5. Patagonia, Argentina, The Australian Way magazine, May 2001
The wind sweeps through Patagonia in a constant icy gale that has the penguins huddling for warmth on the stony beaches. That was in summer time, but I still remember the sound of the wind whistling through the eaves at night, from my cosy bunk bed in the Casa Grande farmhouse on the Fenton’s estancia, Monte Dinero. They’re a loooong way south – 2 hours’ drive from the nearest town, Rio Gallegos, which in turn is 3 hours’ plane flight from Buenos Aires, the capital of Argentina. But this family, descended from Irish immigrants, has a connection to Australia in a number of ways. The Australian Way, the Qantas inflight magazine, published my story and photos in May 2001, more than a year after I visited Monte Dinero. That’s travel writing for you, as long and arduous as the distances travelled!
6. Lake Baikal, Siberia, Russia, Vacations & Travel magazine, Sep 2004
The clickety-clack of train travel holds a strange fascination for many, and it is a great way to see some of the vaster countries. The Trans-Siberian is a legendary trip, but I took the lesser-known (but perhaps even more mind-blowing!) Trans-Mongolian trip, from Beijing, China, to St Petersburg, Russia. Along with the Melbourne photographer Matt Irwin, a brilliant guy who is now even more fabulous (check out his website here), we travelled courtesy of Intrepid Travel. It was an incredible and exhausting 3 weeks, including a good 6 days of travel on a train that was not the luxurious journey you might imagine… think of hundreds of unwashed people of all nationalities squashed into a narrow metal tube with tiny shared toilets and dubious showers, all rattling through Siberia, sharing each others’ food, space, smells… But it was amazing to say the least, and it was hard to find words to cover Beijing, the Great Wall, Mongolia and the tough nomads battling it out post-USSR, Siberia itself, then Moscow, then St Petersburg… aaghh, history and beauty overload!!! Matt, your photos captured so much more than my words!
7. Bangkok, Thailand, Australian Cyclist magazine, Sep/Oct 2007
Bike riding, Bangkok-style. Sounds like a pretty dodgy story, doesn’t it? But it’s all clean, totally clean, apart from a bit of sweating, which is mandatory in Bangkok…

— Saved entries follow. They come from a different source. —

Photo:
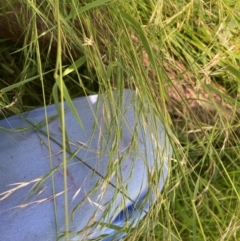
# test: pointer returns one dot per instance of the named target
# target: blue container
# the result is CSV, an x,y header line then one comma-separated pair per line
x,y
111,157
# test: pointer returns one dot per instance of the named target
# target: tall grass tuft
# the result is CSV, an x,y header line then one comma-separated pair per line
x,y
180,56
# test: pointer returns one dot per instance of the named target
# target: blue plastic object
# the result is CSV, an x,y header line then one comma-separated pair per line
x,y
111,155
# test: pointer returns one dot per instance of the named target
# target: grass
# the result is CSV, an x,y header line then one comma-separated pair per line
x,y
183,56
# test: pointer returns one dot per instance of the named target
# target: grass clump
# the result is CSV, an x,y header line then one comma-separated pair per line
x,y
181,56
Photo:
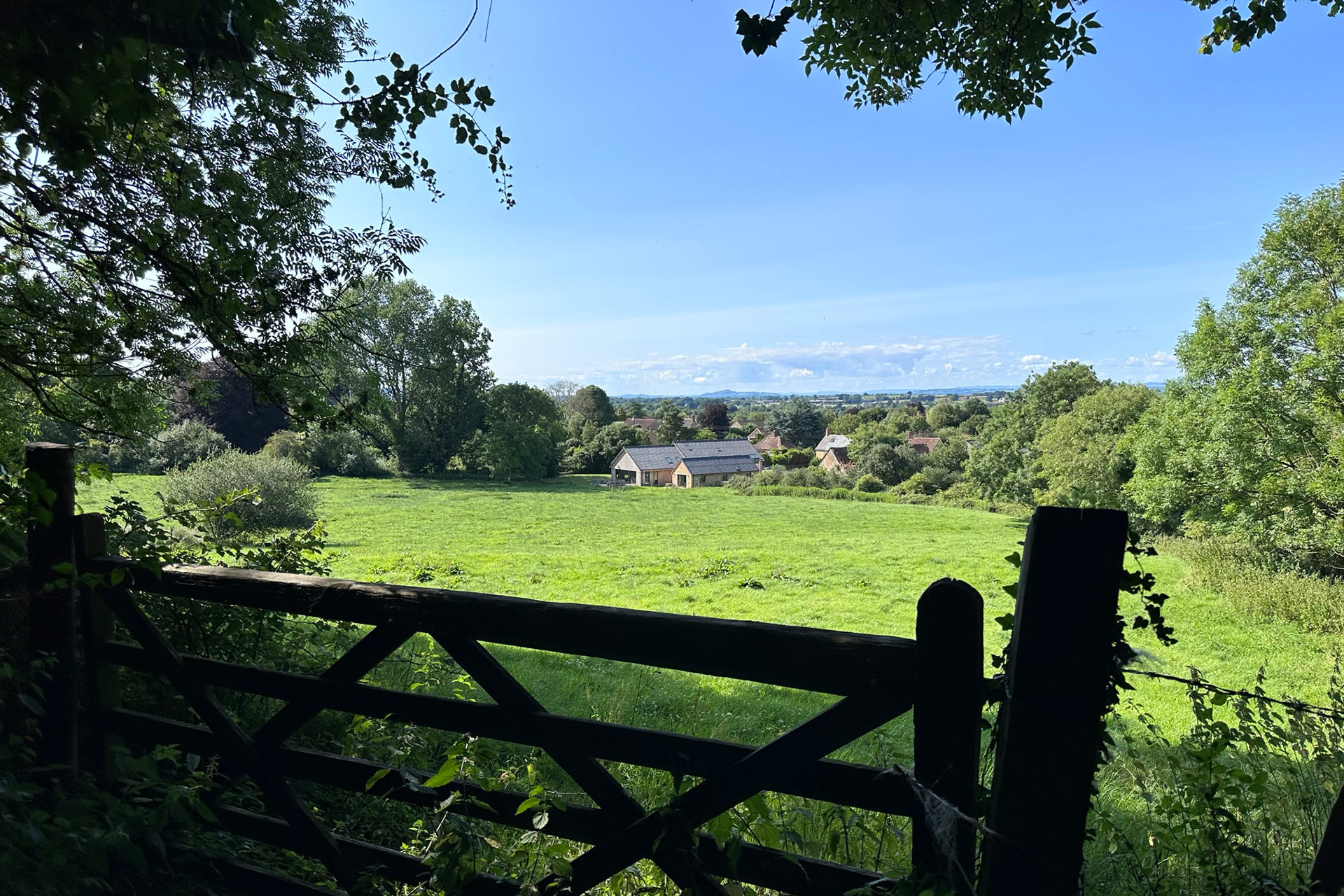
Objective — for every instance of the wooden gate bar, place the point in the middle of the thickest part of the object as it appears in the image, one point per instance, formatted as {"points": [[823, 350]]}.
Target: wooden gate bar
{"points": [[836, 663], [353, 665], [949, 697], [1059, 666], [813, 739], [588, 773], [756, 865], [828, 780], [234, 746]]}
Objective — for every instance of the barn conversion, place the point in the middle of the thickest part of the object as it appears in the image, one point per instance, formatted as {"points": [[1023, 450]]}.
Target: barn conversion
{"points": [[685, 464]]}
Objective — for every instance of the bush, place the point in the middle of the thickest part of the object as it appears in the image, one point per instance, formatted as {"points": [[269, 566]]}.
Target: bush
{"points": [[286, 496], [175, 448], [343, 451], [870, 482]]}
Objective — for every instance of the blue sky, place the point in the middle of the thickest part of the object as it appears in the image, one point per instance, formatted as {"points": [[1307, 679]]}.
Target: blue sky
{"points": [[691, 219]]}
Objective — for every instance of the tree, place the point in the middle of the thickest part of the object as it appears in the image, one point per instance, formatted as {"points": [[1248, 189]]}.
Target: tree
{"points": [[944, 414], [1003, 52], [561, 393], [892, 464], [1082, 457], [1003, 468], [166, 184], [714, 415], [1265, 377], [414, 370], [226, 400], [672, 426], [523, 426], [590, 405], [796, 421]]}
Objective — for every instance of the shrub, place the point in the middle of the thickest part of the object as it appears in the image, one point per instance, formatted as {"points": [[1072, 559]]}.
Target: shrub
{"points": [[182, 445], [739, 482], [870, 482], [343, 451], [286, 496]]}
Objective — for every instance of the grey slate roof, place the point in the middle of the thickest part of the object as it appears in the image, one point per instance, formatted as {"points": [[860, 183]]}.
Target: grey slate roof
{"points": [[717, 448], [654, 457], [738, 464], [832, 441]]}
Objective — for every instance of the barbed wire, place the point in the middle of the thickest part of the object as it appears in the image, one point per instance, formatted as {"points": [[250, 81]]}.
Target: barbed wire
{"points": [[1297, 706]]}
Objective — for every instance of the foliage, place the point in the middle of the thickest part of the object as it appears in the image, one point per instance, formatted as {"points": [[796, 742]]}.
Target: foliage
{"points": [[1082, 457], [223, 399], [1003, 52], [796, 421], [167, 183], [284, 492], [1253, 580], [598, 449], [672, 429], [1265, 377], [412, 368], [523, 426], [175, 448], [713, 415], [1233, 806], [1004, 465], [330, 451], [870, 482], [54, 841], [889, 464]]}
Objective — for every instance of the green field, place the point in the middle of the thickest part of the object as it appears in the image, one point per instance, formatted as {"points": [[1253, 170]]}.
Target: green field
{"points": [[835, 564]]}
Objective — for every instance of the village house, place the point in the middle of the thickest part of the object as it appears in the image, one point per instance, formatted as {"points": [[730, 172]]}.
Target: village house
{"points": [[836, 458], [773, 442], [832, 441], [685, 464]]}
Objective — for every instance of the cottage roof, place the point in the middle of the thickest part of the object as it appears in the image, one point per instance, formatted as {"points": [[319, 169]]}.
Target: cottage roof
{"points": [[738, 464], [773, 442], [832, 440], [924, 444], [717, 448], [654, 457]]}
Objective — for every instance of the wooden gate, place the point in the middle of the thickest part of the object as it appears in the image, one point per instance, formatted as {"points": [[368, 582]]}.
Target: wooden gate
{"points": [[939, 675]]}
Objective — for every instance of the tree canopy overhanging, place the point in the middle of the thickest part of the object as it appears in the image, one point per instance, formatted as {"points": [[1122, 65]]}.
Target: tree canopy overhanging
{"points": [[164, 179]]}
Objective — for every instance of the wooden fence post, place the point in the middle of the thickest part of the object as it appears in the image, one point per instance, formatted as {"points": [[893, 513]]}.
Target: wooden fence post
{"points": [[52, 613], [949, 697], [101, 682], [1050, 731]]}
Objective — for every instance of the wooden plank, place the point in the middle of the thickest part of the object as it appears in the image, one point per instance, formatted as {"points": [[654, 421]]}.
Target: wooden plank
{"points": [[828, 780], [52, 613], [353, 665], [949, 697], [588, 773], [234, 746], [838, 663], [824, 732], [1059, 665], [1327, 872], [756, 865], [370, 859]]}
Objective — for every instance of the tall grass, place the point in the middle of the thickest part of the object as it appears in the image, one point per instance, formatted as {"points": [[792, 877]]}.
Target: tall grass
{"points": [[1250, 580]]}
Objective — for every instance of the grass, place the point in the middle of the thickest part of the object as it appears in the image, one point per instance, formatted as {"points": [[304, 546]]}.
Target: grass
{"points": [[838, 564], [834, 564]]}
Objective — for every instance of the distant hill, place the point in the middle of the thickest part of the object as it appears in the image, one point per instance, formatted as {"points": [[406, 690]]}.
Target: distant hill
{"points": [[942, 390]]}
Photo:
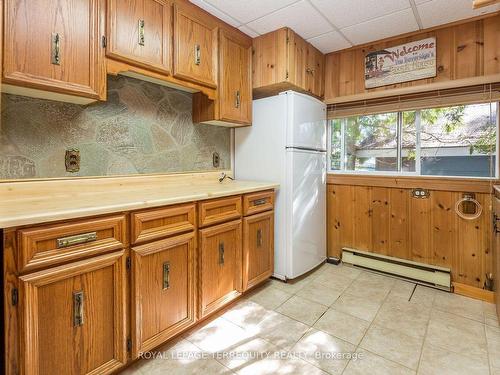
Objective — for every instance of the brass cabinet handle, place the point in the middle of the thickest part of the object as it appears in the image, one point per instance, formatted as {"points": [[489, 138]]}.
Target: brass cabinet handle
{"points": [[238, 99], [166, 275], [197, 54], [76, 240], [259, 237], [221, 253], [56, 49], [259, 202], [141, 32], [78, 299]]}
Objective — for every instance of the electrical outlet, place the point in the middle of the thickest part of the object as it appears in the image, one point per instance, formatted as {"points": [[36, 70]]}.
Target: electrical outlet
{"points": [[420, 193], [72, 160], [216, 159]]}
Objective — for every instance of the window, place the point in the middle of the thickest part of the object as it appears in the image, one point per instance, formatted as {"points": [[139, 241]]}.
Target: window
{"points": [[451, 141]]}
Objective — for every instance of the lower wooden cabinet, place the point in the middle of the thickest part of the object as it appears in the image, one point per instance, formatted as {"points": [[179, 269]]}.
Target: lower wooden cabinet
{"points": [[219, 262], [72, 318], [101, 306], [163, 293], [258, 248]]}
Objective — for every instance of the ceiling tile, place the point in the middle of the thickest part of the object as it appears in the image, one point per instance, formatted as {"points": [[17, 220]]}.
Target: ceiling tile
{"points": [[383, 27], [216, 12], [301, 17], [249, 10], [248, 31], [329, 42], [343, 13], [438, 12]]}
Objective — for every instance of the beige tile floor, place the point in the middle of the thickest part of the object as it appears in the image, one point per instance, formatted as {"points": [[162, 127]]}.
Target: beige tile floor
{"points": [[339, 320]]}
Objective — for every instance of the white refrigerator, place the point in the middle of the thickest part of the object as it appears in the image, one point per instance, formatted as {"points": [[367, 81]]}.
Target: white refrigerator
{"points": [[287, 144]]}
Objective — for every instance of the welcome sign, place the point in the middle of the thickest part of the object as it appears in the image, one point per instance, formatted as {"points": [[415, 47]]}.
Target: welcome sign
{"points": [[407, 62]]}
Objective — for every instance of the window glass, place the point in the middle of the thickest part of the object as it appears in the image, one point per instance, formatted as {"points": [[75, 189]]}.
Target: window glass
{"points": [[336, 145], [451, 141], [458, 141], [371, 143], [409, 142]]}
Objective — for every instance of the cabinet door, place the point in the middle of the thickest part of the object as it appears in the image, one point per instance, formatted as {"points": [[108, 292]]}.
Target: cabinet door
{"points": [[195, 46], [73, 317], [219, 265], [270, 58], [139, 32], [163, 291], [234, 79], [496, 251], [55, 46], [258, 248], [315, 69], [298, 61]]}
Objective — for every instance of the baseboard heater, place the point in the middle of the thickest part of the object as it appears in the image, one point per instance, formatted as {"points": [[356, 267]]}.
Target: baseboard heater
{"points": [[437, 277]]}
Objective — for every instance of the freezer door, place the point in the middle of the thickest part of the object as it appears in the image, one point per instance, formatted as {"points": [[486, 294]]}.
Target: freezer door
{"points": [[305, 211], [306, 125]]}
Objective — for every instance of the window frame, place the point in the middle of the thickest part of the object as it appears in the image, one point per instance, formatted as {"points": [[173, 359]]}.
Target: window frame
{"points": [[418, 164]]}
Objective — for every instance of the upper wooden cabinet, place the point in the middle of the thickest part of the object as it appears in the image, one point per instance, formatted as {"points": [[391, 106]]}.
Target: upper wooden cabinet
{"points": [[235, 88], [195, 45], [282, 60], [140, 32], [55, 46], [72, 318], [315, 72], [233, 106]]}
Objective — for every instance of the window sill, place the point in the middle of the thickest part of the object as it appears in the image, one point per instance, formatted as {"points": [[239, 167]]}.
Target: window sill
{"points": [[460, 184]]}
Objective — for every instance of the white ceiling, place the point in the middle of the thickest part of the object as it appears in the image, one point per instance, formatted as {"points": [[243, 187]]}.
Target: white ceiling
{"points": [[332, 25]]}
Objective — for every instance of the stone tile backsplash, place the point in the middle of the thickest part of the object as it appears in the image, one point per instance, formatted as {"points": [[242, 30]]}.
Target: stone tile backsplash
{"points": [[141, 128]]}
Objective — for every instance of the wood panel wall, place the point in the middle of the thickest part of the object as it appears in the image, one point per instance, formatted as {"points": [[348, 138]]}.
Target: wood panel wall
{"points": [[387, 220], [464, 51]]}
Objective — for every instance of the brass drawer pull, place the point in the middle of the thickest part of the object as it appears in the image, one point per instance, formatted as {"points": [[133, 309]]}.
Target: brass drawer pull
{"points": [[260, 202], [238, 99], [78, 299], [56, 49], [141, 32], [166, 275], [221, 253], [197, 54], [259, 237], [76, 240]]}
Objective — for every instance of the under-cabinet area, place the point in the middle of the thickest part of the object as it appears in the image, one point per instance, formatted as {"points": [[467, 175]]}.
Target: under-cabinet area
{"points": [[98, 292]]}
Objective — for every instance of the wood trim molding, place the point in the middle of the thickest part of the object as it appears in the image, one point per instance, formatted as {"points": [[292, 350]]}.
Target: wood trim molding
{"points": [[473, 292], [476, 4], [410, 182], [451, 84]]}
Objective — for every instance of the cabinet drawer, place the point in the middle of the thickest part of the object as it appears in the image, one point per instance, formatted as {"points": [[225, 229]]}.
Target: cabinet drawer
{"points": [[220, 210], [258, 202], [157, 223], [58, 243]]}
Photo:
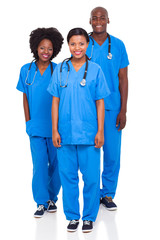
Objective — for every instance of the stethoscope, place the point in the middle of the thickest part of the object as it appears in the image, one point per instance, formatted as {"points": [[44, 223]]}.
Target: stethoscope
{"points": [[29, 84], [83, 82], [109, 56]]}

You might think a foreigner would be nuts to get on a bike and ride the streets of Bangkok with the locals, but it was so much fun! Sadly the photos are not of my own day out, but courtesy of the tour company I was with, Grasshopper Adventures (disclaimer: my cousin Jason founded this amazing outfit!). I had a bad habit of forgetting spare batteries for my camera, so it serves me right that I didn’t get my own photos published, or get my own mug in the magazine!